Materials arranged chronologically.
Sullivan, Andy. "Ex-U.S. State Official, Wife Face Cuba Spy Charges." Reuters, 5 Jun. 2009. [http://www.reuters.com]
The Justice Department said on 5 June 2009 that Walter Kendall Myers, a former U.S. State Department official, and his wife Gwendolyn Myers "have been arrested for spying for the Cuban government for nearly 30 years." The two have "pleaded not guilty."
Sheridan, Mary Beth, and Del Quentin Wilber. "A Slow Burn Becomes a Raging Fire: Disdain for U.S. Policies May Have Led to Alleged Spying for Cuba." Washington Post, 7 Jun. 2009. [http://www.washingtonpost.com]
"The State Department and intelligence community are investigating how much damage the alleged spying" of Walter Kendall Myers and Gwendolyn Myers "may have done. Myers had worked as a European political expert for more than 20 years at the State Department, and had been associated with its Bureau of Intelligence and Research from 1988 until his retirement in 2007."
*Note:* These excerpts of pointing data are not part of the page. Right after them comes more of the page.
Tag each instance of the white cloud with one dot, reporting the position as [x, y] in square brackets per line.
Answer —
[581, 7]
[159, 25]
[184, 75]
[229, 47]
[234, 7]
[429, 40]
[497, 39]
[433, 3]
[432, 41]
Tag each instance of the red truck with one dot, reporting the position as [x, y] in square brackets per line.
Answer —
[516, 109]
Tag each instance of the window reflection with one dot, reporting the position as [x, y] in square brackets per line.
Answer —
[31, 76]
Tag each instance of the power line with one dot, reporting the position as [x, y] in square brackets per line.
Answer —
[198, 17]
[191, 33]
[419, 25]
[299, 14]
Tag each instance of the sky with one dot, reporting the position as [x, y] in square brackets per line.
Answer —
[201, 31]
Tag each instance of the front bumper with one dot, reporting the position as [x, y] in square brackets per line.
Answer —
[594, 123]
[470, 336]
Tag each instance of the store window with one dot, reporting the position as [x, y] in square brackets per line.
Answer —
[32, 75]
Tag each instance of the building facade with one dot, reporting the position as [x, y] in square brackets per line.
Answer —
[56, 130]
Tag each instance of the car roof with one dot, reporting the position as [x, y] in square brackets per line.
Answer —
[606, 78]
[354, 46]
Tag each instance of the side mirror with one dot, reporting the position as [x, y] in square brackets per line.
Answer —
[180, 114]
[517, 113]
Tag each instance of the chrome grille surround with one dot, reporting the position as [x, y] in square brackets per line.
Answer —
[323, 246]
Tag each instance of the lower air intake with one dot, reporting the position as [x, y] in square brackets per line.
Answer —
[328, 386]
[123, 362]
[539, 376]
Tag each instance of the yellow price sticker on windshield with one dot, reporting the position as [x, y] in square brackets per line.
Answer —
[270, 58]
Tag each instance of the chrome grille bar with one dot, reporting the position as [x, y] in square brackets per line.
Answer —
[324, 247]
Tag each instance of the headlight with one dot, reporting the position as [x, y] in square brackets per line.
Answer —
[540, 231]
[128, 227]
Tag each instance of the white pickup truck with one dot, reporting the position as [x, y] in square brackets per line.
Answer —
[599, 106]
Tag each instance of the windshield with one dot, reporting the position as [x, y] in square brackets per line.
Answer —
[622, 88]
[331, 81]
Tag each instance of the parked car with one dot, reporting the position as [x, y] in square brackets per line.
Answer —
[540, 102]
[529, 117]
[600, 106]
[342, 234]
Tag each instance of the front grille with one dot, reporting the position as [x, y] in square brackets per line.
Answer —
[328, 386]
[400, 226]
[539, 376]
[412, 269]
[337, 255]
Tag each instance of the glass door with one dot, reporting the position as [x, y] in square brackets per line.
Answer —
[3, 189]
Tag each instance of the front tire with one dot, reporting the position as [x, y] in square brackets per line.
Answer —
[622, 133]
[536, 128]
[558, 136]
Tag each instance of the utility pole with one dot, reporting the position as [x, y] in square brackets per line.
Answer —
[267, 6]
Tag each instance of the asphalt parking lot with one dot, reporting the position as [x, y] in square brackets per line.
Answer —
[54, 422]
Courson, Paul. "Cuban Spy Suspects Select Attorneys." CNN, 17 Jun. 2009. [http://www.cnn.com]
On 17 June 2009, U.S. District Judge Reginald Walton "questioned a decision" by Walter Kendall Myers and Gwendolyn Myers "to use the same lawyers to fight" charges of "conspiracy to act as illegal agents of the Cuban government, wire fraud and providing classified information to Havana.... The couple said they want the same defense team... The judge accepted that they understood their decision."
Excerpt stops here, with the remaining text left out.